More than meets the eye: The role of cryptic genetic variation in the evolution of novel phenotypes
There is a prevalence in evolutionary thought that novelty typically arises through either incremental change or the co-option of previously existing traits or genes. Oft ignored in this framework is the capacity of the environmental-developmental interaction to yield novel or re-awakened ancestral phenotypes without changes to the underlying genetic architecture of the trait. Because these phenotypes were not previously expressed (or at least not under normal conditions), the genetic underpinnings of the traits evolve through drift or indirect selection (i.e., selection on correlated traits). Environmental change and stress are, thus, mechanisms that can release new phenotypes, and these can be strikingly different in form and function from the status quo phenotype(s). The unmasking of cryptic genetic variation has the capacity to rapidly modify the phenotype space of a population, and thus the selective landscape. It is currently unclear how large a role cryptic genetic variation has had over evolutionary time, but the theoretical capacity of this process to shape major evolutionary events is now starting to be appreciated.

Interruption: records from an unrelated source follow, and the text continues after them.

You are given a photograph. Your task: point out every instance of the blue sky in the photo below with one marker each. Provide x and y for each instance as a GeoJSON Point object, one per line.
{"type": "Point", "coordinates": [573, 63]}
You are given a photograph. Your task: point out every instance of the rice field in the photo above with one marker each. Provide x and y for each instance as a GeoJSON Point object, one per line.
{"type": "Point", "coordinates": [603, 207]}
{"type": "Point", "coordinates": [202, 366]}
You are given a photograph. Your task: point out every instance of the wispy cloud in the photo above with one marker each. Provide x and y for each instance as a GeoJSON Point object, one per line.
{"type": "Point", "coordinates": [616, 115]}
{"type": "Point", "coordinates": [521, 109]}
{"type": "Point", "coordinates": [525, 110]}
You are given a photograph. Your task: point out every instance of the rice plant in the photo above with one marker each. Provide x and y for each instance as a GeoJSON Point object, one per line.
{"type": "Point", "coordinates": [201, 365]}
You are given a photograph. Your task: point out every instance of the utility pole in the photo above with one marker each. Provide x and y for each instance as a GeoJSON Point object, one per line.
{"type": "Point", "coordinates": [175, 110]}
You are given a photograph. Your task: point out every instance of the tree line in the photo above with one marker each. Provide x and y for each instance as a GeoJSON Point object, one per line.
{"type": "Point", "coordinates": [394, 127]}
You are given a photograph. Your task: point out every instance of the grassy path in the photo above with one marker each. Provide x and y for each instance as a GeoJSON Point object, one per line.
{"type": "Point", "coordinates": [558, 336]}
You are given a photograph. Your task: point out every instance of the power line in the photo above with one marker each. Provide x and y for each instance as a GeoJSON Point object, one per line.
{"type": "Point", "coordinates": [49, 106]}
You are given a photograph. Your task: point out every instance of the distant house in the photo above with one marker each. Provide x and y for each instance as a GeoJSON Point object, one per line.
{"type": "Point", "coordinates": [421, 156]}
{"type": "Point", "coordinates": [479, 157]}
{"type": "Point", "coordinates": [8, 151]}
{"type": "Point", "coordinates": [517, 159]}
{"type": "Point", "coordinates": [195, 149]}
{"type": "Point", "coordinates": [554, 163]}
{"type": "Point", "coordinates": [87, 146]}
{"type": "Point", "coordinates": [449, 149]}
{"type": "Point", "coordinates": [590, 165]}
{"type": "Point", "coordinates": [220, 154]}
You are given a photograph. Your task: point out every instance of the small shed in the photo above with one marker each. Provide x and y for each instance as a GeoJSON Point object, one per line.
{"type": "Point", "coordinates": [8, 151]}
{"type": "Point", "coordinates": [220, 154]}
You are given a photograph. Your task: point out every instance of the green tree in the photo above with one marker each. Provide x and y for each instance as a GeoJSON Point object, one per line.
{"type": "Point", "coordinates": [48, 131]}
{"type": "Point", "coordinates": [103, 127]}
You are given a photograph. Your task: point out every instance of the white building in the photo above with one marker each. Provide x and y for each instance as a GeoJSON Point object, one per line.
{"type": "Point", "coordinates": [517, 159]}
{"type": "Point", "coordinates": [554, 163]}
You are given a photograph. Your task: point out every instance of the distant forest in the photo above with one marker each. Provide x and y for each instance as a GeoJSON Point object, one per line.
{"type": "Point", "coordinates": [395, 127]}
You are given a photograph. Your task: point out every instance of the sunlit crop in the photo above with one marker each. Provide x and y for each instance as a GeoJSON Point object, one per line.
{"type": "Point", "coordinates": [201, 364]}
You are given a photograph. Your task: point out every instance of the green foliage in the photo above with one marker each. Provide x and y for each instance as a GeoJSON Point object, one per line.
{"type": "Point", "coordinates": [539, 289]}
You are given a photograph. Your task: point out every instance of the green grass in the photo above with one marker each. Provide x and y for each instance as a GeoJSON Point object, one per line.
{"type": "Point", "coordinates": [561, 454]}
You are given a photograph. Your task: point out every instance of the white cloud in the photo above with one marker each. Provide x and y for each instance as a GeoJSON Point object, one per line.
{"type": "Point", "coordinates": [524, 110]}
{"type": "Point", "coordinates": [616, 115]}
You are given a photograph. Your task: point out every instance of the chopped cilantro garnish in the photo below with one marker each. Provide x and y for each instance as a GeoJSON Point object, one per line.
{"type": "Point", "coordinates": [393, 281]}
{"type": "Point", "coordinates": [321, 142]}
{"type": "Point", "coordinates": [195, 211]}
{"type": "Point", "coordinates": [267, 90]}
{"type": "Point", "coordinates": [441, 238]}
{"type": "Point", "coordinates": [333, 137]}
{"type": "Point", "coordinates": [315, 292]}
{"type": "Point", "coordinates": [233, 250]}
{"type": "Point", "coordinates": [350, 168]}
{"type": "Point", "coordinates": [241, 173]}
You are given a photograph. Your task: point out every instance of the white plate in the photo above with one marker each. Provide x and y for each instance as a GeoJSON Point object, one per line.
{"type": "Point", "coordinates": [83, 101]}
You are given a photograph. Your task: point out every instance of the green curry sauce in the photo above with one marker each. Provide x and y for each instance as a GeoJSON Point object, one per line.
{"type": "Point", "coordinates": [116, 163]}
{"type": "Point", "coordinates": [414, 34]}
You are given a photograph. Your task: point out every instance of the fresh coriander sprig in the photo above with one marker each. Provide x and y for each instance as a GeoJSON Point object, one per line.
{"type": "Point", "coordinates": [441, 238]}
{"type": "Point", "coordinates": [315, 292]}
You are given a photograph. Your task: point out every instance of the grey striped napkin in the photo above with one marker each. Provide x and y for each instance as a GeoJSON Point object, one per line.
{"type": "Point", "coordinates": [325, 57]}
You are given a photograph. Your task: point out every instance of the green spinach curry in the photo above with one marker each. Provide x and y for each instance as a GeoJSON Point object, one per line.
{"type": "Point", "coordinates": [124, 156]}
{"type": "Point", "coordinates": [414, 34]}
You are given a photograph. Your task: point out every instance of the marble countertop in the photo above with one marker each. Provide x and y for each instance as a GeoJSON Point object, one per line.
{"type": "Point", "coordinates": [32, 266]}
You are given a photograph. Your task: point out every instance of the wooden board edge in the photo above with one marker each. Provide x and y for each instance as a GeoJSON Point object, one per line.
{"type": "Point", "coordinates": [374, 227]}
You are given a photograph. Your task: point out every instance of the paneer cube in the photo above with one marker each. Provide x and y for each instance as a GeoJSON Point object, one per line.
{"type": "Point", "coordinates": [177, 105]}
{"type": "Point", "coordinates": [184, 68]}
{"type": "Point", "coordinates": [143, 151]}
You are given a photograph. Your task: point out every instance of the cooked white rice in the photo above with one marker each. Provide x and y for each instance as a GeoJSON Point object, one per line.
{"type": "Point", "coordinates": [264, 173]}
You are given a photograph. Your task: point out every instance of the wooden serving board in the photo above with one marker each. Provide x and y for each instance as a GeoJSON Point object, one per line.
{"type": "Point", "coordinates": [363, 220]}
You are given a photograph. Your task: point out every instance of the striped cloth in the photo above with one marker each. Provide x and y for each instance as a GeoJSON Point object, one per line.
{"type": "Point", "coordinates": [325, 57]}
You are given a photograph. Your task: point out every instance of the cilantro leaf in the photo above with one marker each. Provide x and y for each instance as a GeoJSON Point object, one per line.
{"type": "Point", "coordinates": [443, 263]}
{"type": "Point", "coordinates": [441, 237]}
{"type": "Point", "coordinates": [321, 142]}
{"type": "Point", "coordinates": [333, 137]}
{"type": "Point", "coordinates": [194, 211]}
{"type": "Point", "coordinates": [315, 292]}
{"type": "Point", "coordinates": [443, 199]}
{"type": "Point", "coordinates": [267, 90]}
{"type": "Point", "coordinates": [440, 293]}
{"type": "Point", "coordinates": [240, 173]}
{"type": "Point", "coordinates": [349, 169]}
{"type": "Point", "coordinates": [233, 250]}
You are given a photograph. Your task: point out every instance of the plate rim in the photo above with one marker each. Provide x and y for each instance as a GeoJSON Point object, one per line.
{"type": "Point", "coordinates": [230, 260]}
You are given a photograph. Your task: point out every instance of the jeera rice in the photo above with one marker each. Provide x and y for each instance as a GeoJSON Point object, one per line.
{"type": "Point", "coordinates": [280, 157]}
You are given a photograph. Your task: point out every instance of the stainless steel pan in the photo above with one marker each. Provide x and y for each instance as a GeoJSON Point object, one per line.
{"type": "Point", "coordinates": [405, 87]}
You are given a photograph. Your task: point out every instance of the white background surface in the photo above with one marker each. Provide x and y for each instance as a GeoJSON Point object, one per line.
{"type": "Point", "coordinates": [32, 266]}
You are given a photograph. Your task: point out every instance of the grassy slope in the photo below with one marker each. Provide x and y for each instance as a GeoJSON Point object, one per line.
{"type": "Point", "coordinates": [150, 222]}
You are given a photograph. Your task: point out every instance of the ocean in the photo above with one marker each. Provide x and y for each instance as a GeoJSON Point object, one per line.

The goal of this workshop was to consider the mechanisms of phenotypic plasticity and its regulation, how environmental change/stress act on mechanisms governing plasticity, and what the evolutionary capacity of cryptic genetic variation is in the evolutionary past, current and future.
Organizers: ETT-Fellow Chris Smith & MGSE Speaker Jürgen Gadau
Speakers:
- Prof. Dr. Ehab Abouheif (Department of Biology, McGill University, Montreal)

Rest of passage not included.